Life in the next-generation world moves quickly. And I’m talking not about next-generation sequencing, but something termed ‘next-generation PCR’ by internal folks at Life Technology, and can be described as ‘third-generation PCR’ if one thinks about the Polymerase Chain Reaction in terms of measurement.
By “first generation”, I mean end-point PCR, a presence or absence of an expected PCR product on an ethidium-bromide stained gel. (Other measurement technologies have been developed for the detection or absence of a particular PCR product.) For the “second generation” PCR (otherwise known as ’quantitative PCR‘ or ‘qPCR’), I refer to the monitoring of the amplification reaction while it occurs, measuring fluorescence in real-time, either of which is the incorporation of a SYBR-green dye, or the cleaving of a fluor-quencher probe as the amplification process occurs (otherwise known by its trademarked TaqMan name).

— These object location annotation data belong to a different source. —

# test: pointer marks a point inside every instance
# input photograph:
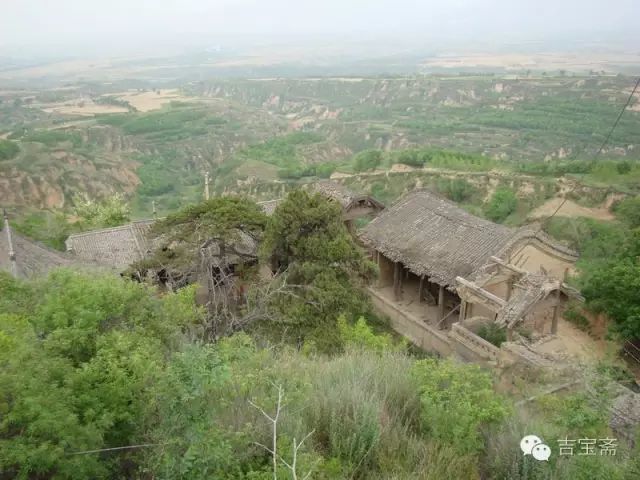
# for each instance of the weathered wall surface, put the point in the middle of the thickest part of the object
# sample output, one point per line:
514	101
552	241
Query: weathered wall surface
386	271
420	334
531	257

Based upon a principle of limiting dilution and partitioning the original sample, the idea is to dilute a sample so that there is less than one copy of a single molecule in a single well (out of many wells); for example, for a 96-well plate, the dilution would be calculated in such a way that about 48 of the wells would have a single copy of your PCR target, and 48 of the wells would be empty. After amplification and detection, it is a simple matter to back-calculate from the number of PCR positive wells and the dilution factor, and obtain the exact quantitation of the number of molecules of that target in your original sample.

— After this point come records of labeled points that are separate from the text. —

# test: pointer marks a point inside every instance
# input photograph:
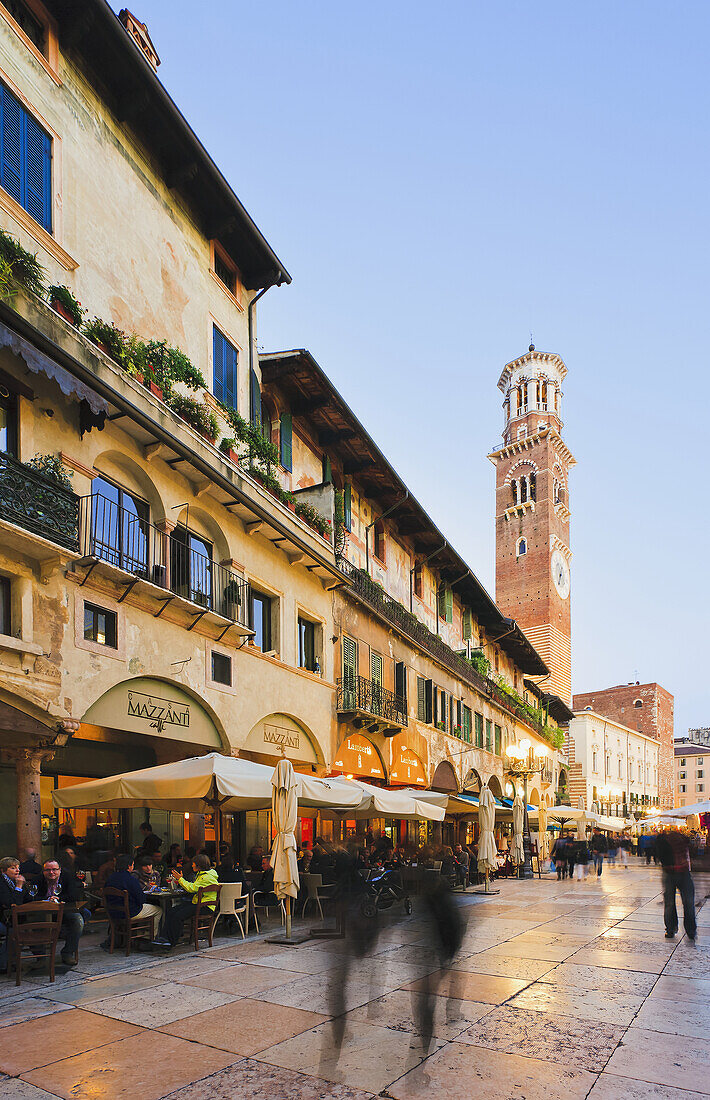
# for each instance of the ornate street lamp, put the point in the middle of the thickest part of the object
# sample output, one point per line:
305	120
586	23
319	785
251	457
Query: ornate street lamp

The advantages of such an approach is absolute concentration of your target; as you may already know, for qPCR you need to have a standard curve of set
dilutions of a known target to know what Ct value equals what concentration. With digital PCR, you don’t need that standard curve to calibrate against. There are
occassions where qPCR the results of the number of copies in the sample is ambiguous, and a different method is needed to determine quantitation. This is where
digital PCR would come in.
As a concept the idea has been around for some time, but until only recently has there been the technical advancements for the vendors to make commercial
products out of it.
And the developments have come fast and furious. In October of 2011, BioRad acquired a startup called QuantaLife for $162M as QuantaLife was poised to launch
their modestly-priced (~80K) digital droplet PCR product into the marketplace. Just a few weeks later in October 2011, the QuantStudio 12K Flex™ was launched
by Life Technologies which incorporated the ability to do digital PCR in an instrument that had a lot of flexibility for qPCR, whether in a 96-well, 384-well,
microfluidic TaqMan Array Card™, or BioTrove-derived OpenArray™ plates. (It is a more expensive instrument than the single-purpose QuantaLife system, but also has a lot of qPCR capability to offer simultaneously.) And just this past April, RainDance Technologies launched their RainDrop™ digital PCR system as well. (Fluidigm has had a digital PCR offering for a few years now, but with limited traction and market penetration, mainly due to technical considerations.)
Each of the three offerings have their pluses and minuses – but my point is not to make those distinctions here. Rather, it is to point out with an attractive market
future (some projections I’ve seen place the digital PCR market to expand from it’s current $5M – $10M size now, to some $200M in 5 years), digital PCR may start to disrupt the qPCR market with its absolute quantitation and unambiguous precision. Of course there needs to be a lot of education that needs to take place, as customers understand what digital PCR has to offer their work, and three or four major competitors battling it out in the marketplace at the beginning of this
fast-growing market you can be sure that the local sales reps will be busy educating the prospective customer-base.